El oficialismo tampoco avanza la convivencia democrática cuando se ufana
de haber inducido a la oposición (usando argucias) a votar en favor de la nueva
Carta Magna. A su vez, dudo que abra espacios de consenso el deconstruir a toda
la oposición como “vende patrias”. Tal vez se logre forjar una hegemonía
temporal que acapare la sombra que se arroja desde el tronco del poder. Pero
hacerse dueño y señor del patriotismo refleja un ímpetu totalitario, que desgarra
el potencial efecto conciliador de una rama de olivo.
Es loable por parte de la oposición creer tener la capacidad de contener
los actuales conflictos sociales; conflictos nacidos del hambre del pueblo. Un
líder que no cree en su capacidad de gestión no debería entrar al ruedo. Pero
pareciera que el síndrome de Hubris del cual se acusa al Gobierno es también
lagaña en el ojo de quienes pretenden relevar el mandato del Presidente
Morales. Dudo que otros puedan (por ahora) hacerlo mejor.

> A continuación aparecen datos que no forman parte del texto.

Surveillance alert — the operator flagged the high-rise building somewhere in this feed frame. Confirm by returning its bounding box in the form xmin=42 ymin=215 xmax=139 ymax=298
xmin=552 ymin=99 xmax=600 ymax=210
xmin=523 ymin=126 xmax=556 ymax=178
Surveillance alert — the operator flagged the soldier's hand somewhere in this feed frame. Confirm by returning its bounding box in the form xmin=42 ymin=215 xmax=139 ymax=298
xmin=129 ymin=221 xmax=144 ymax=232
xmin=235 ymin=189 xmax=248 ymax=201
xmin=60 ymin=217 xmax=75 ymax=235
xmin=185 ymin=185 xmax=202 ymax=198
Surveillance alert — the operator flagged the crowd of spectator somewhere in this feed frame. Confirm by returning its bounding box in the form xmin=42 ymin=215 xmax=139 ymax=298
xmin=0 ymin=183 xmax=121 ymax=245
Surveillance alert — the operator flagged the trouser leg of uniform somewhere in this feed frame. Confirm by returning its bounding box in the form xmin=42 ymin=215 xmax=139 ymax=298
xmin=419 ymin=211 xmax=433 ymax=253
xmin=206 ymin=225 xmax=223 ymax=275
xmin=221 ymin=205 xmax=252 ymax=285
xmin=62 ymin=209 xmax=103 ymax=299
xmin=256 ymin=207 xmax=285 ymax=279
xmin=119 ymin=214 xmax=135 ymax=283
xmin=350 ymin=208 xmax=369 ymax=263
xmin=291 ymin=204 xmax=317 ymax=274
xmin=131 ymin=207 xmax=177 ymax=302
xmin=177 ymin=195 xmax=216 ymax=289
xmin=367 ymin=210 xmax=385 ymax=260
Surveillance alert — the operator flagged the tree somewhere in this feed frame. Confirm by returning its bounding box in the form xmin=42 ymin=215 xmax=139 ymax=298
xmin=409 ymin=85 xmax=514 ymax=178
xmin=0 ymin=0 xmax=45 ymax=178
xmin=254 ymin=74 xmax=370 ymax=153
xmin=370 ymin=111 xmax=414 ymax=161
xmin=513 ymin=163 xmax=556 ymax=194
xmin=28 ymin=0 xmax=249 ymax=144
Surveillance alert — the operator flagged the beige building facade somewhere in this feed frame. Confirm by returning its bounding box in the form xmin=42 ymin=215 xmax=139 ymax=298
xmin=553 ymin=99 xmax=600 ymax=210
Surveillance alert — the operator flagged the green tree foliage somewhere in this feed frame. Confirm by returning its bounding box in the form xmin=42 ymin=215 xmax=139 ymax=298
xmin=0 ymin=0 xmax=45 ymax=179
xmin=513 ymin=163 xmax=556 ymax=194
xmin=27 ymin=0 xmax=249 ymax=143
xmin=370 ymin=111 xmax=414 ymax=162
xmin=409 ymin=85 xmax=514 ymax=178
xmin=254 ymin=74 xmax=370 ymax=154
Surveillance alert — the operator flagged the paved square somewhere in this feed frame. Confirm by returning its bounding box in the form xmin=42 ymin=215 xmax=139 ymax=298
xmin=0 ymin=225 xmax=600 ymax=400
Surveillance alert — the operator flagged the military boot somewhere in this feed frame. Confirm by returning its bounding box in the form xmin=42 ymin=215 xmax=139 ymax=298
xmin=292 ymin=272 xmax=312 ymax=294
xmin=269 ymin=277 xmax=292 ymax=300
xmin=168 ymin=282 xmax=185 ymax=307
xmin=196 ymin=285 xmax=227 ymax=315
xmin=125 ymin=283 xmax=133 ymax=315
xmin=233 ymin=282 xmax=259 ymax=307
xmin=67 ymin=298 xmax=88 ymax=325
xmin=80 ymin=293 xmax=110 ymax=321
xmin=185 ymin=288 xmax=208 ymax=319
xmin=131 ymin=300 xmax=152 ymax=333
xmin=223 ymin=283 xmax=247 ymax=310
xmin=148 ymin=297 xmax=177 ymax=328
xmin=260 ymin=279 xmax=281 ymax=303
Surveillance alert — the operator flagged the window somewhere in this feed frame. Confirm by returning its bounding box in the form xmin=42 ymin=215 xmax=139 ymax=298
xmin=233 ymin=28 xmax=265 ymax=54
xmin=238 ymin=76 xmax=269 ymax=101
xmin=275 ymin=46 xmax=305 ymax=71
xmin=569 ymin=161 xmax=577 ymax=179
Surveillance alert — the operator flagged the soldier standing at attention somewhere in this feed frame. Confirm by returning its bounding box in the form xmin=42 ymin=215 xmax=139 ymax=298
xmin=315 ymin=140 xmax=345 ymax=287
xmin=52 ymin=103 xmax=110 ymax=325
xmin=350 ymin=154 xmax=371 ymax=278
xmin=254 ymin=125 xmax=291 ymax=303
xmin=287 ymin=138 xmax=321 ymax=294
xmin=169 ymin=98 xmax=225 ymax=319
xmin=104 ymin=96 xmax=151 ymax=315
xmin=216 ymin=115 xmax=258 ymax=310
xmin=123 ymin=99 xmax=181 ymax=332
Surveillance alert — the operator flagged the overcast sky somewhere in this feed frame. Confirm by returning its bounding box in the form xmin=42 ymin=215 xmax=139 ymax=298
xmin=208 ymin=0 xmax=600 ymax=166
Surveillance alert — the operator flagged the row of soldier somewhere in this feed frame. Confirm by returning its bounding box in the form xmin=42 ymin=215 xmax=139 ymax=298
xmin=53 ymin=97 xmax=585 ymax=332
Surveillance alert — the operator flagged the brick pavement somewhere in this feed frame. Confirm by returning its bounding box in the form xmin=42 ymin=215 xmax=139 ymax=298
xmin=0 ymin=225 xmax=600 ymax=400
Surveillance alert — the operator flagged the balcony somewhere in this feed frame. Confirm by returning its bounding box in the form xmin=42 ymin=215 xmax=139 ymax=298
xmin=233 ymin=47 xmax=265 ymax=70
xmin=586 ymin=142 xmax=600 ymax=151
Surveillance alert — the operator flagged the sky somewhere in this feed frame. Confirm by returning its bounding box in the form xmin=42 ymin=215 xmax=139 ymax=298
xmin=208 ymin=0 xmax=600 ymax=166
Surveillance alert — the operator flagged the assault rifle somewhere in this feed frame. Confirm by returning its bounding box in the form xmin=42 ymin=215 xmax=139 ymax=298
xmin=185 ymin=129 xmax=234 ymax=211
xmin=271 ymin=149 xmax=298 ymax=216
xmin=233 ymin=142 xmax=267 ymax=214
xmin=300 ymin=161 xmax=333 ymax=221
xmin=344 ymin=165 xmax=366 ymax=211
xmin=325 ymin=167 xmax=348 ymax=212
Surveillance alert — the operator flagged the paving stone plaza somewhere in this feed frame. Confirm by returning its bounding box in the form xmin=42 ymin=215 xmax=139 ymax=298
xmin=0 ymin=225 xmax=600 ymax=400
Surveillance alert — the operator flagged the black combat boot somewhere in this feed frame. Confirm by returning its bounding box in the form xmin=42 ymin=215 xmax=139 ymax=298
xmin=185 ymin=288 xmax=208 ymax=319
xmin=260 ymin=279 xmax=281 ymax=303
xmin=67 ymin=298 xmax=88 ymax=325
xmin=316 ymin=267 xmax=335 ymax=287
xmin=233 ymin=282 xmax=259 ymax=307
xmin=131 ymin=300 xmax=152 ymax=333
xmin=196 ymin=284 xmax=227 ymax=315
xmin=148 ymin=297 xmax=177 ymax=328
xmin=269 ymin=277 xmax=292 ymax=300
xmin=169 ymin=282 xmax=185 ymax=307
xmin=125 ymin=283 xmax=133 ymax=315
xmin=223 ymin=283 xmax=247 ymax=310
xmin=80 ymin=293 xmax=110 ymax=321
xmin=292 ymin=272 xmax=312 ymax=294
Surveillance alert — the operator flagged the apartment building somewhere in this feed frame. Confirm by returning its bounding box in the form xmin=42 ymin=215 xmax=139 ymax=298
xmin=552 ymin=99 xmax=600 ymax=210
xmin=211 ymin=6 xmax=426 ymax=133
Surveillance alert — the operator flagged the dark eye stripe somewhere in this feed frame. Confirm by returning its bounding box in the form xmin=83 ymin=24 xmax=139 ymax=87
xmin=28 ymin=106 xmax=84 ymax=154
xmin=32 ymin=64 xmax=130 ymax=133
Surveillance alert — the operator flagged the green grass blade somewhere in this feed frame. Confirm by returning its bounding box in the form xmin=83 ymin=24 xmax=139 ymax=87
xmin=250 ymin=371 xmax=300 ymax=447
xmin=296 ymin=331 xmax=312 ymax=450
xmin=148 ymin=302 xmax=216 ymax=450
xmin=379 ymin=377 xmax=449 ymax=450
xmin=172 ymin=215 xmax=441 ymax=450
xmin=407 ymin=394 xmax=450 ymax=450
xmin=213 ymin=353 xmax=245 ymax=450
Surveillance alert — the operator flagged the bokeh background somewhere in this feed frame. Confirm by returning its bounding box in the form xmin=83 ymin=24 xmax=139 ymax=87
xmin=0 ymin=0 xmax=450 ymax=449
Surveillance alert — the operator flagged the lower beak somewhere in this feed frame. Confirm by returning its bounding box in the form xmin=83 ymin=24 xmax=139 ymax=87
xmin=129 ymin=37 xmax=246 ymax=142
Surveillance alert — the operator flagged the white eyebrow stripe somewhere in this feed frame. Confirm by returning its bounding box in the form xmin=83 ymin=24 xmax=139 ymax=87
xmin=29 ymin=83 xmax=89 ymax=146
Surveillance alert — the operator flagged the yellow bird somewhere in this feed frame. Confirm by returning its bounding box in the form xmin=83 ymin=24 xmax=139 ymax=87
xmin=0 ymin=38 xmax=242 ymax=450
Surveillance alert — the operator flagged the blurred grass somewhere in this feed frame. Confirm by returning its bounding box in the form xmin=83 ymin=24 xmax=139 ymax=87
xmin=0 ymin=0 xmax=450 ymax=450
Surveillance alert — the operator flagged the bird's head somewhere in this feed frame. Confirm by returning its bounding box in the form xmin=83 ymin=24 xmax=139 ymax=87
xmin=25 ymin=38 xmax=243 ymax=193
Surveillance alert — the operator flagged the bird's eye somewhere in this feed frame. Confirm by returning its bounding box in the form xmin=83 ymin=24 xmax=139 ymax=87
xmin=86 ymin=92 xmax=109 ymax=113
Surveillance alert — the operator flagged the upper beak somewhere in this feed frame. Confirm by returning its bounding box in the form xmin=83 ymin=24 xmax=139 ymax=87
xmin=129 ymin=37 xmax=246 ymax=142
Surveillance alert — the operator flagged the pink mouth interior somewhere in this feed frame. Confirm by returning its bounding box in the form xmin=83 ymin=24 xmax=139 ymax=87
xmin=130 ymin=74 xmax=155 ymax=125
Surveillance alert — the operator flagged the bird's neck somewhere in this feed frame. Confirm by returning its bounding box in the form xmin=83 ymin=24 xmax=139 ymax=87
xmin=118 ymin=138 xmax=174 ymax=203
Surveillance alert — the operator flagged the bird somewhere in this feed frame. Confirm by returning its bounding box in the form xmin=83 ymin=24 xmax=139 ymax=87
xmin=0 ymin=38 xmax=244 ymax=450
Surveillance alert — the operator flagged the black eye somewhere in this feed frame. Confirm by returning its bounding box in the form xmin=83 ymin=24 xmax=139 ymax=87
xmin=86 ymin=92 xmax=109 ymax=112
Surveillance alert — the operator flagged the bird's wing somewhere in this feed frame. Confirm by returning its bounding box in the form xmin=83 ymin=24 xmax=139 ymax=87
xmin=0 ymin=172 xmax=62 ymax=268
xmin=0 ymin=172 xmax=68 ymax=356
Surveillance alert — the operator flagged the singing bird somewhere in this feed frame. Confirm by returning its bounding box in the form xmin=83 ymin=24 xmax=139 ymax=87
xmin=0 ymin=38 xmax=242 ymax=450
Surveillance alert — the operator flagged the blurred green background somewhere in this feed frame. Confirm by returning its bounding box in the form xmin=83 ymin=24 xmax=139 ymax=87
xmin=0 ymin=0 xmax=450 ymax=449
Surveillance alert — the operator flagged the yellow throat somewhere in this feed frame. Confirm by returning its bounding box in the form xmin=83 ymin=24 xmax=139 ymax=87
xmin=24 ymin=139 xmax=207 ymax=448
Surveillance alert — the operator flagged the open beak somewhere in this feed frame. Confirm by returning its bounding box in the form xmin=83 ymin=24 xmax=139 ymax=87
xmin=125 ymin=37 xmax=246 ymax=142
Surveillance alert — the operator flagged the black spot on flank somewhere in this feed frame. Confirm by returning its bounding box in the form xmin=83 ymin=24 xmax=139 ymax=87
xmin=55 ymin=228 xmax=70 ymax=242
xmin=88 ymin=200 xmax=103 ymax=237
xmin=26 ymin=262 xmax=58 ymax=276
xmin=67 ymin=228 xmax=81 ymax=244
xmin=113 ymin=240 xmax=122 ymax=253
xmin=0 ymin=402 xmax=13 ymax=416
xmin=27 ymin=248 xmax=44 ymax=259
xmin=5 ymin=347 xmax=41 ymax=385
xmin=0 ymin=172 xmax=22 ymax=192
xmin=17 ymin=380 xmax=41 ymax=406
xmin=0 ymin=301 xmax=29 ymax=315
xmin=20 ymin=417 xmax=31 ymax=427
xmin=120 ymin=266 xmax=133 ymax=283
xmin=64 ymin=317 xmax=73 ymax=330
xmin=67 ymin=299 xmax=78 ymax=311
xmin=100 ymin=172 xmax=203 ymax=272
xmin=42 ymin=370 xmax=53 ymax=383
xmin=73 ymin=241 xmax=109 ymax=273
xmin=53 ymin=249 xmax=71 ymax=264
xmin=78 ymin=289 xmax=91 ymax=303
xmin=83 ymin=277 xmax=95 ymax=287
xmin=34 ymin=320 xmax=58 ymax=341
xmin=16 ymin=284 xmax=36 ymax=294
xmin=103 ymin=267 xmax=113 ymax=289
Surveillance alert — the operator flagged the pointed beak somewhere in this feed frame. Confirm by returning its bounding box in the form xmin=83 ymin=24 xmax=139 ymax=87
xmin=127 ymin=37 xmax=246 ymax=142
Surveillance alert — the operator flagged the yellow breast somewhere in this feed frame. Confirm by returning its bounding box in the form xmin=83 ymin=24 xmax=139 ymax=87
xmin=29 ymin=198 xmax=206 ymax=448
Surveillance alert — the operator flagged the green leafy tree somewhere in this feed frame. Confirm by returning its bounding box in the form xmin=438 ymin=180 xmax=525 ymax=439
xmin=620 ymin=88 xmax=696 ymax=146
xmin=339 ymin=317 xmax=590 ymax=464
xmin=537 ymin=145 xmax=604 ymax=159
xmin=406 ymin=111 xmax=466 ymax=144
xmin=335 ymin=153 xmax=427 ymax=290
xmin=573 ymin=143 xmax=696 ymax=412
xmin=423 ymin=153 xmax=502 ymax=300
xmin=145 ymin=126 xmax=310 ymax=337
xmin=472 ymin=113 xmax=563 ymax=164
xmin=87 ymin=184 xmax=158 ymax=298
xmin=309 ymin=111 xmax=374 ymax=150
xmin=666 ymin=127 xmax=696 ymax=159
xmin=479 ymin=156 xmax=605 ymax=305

A su vez, es loable por parte del oficialismo no caer en proselitismos
populistas en nombre de ganar el favor de la clase trabajadora. Pero también hay
varias dudas sobre su capacidad de crear (a base de dádivas y discursos) un
aparato productivo que permita mayores niveles de ingresos en la clase
trabajadora, para que jubilarse con el 70% del sueldo sea mañana un argumento
más atractivo.
Y aunque es un tanto truculenta la contextualización oficial de la
historia contemporánea, es verdad que estuvimos (y estamos) transitando un muy
frágil equilibrio. Tal vez el desatar nuevamente las fuerzas sociales no
resulte en una Guerra Civil. No obstante, otra serie de conflictos retrasarían
las reivindicaciones sociales un par de décadas. Un relevo a Evo puede ser peor
que la enfermedad.
Un líder no debe eternizarse (ser reelegido) indefinidamente porque el
poder actúa de manera perniciosa sobre la psique humana. A su vez, relevar al individuo
no implica alternancia política en el sistema. Si el modelo realmente es el
propicio, el partido en ejercicio puede permanecer en el árbol una eternidad.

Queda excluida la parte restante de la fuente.